La resilencia de Repsol

Hoy hace un año que el gobierno argentino expolió a Repsol ( ver El expolio de Repsol. Expansión.) y vemos que ha superado con buena nota esa pérdida de un tercio de sus beneficios, aún quedándole mucho trabajo por delante.

En las Conferencias ARPEL de la semana pasada en Uruguay se trató entre otros, el tema de la resilencia de los negocios y Antonio Gomis, director General de Repsol habló sobre la situación de su compañía durante este año, con un discurso similar al de la noticia facilitada anteriormente.

Aprovecho para felicitar a Repsol y para hablar de resilencia, tanto en este contexto empresarial como en otros aspectos de la vida.

Resilencia proviene de resilio, o resiliere, vocablos latinos que evocan la acción de rebotar o saltar hacia atrás. Hace referencia al SER mas que al hacer. Ser capaz de enfrentarse, sobreponerse e incluso transformarse con la adversidad y el dolor emocional profundo. La pregunta tras un trauma es: ¿sigo después de esto? si la respuesta es No, cerramos el negocio o acabamos nuestra vida, según el caso. En cambio, si la respuesta es Si, ha de ser un Sí sin medias tintas.

La resilencia tiene dos aspectos; por una parte resistencia frente a la destrucción, por la otra, capacidad de crear, de construir. Estamos hablando probablemente de las mayores capacidades humanas.

Se ha demostrado que las personas y organizaciones más resilentes son las que adquieren mayor compromiso y no menos, las que son más propensas al desafío y no menos, las que tienen mayor control interno y más valor (en cuanto a valiente y en cuanto a valioso)

El psiquiatra Víctor Frankl en su libro El hombre en busca de sentido escrito después de pasar por dos campos de concentración nazis, nos invitaba a preguntarnos por el sentido de nuestras vidas.
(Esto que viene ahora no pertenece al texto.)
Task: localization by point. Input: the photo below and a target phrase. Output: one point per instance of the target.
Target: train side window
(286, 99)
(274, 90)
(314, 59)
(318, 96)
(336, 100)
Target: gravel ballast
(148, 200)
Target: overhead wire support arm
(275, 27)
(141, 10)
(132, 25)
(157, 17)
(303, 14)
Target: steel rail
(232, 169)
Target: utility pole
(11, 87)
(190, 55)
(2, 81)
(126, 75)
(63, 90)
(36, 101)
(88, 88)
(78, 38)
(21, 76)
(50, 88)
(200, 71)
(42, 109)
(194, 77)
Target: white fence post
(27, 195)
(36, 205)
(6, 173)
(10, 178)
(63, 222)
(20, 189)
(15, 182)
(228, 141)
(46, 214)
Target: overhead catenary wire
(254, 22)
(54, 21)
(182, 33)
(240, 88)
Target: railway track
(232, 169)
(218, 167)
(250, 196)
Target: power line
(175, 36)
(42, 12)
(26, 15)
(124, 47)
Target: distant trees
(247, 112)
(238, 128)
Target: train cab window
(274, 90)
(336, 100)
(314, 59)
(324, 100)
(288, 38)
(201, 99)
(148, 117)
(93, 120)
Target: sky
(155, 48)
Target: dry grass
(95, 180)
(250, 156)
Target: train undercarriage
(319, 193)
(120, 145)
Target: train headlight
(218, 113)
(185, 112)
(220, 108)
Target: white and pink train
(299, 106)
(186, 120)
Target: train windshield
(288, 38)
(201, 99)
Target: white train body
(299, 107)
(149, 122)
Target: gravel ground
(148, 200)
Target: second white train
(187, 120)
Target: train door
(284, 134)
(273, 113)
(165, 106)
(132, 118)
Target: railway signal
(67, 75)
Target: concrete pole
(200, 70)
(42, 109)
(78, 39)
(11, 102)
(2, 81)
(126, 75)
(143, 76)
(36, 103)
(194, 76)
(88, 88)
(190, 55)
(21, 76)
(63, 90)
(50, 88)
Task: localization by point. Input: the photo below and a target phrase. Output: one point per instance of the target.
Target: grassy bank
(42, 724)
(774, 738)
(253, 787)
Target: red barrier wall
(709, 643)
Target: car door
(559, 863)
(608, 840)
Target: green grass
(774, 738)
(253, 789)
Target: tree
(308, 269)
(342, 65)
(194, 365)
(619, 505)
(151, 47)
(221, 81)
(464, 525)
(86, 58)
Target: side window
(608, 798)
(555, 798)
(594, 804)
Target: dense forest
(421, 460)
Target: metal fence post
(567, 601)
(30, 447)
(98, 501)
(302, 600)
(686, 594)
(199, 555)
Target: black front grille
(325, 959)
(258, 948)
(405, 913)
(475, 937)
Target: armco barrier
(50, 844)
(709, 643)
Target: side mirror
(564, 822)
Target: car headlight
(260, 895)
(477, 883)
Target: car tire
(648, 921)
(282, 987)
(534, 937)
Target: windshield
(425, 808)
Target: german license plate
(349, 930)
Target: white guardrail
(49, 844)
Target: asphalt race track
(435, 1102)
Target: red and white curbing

En nuestro caso, por el sentido de nuestra empresa y por el sentido de nuestra actuación en ella y en el mundo. No es lo mismo trabajar en una empresa pensando que su finalidad es “dar el mayor beneficio al accionista” que creyendo que estamos “proporcionando bienes y servicios útiles socialmente generando un beneficio”. El compromiso, el desafío, el control interno y el valor con los que se encara una visión o la otra no son iguales.

Víctor Frankl escribió:

“Vivir significa asumir la responsabilidad de encontrar una respuesta correcta a las cuestiones que la existencia nos plantea; cumplir con las obligaciones que la vida nos asigna a cada uno en cada instante particular.

Estas obligaciones y estas tareas -y consecuentemente el sentido de la vida- difieren de un hombre a otro” Yo añado que el sentido de la empresa también.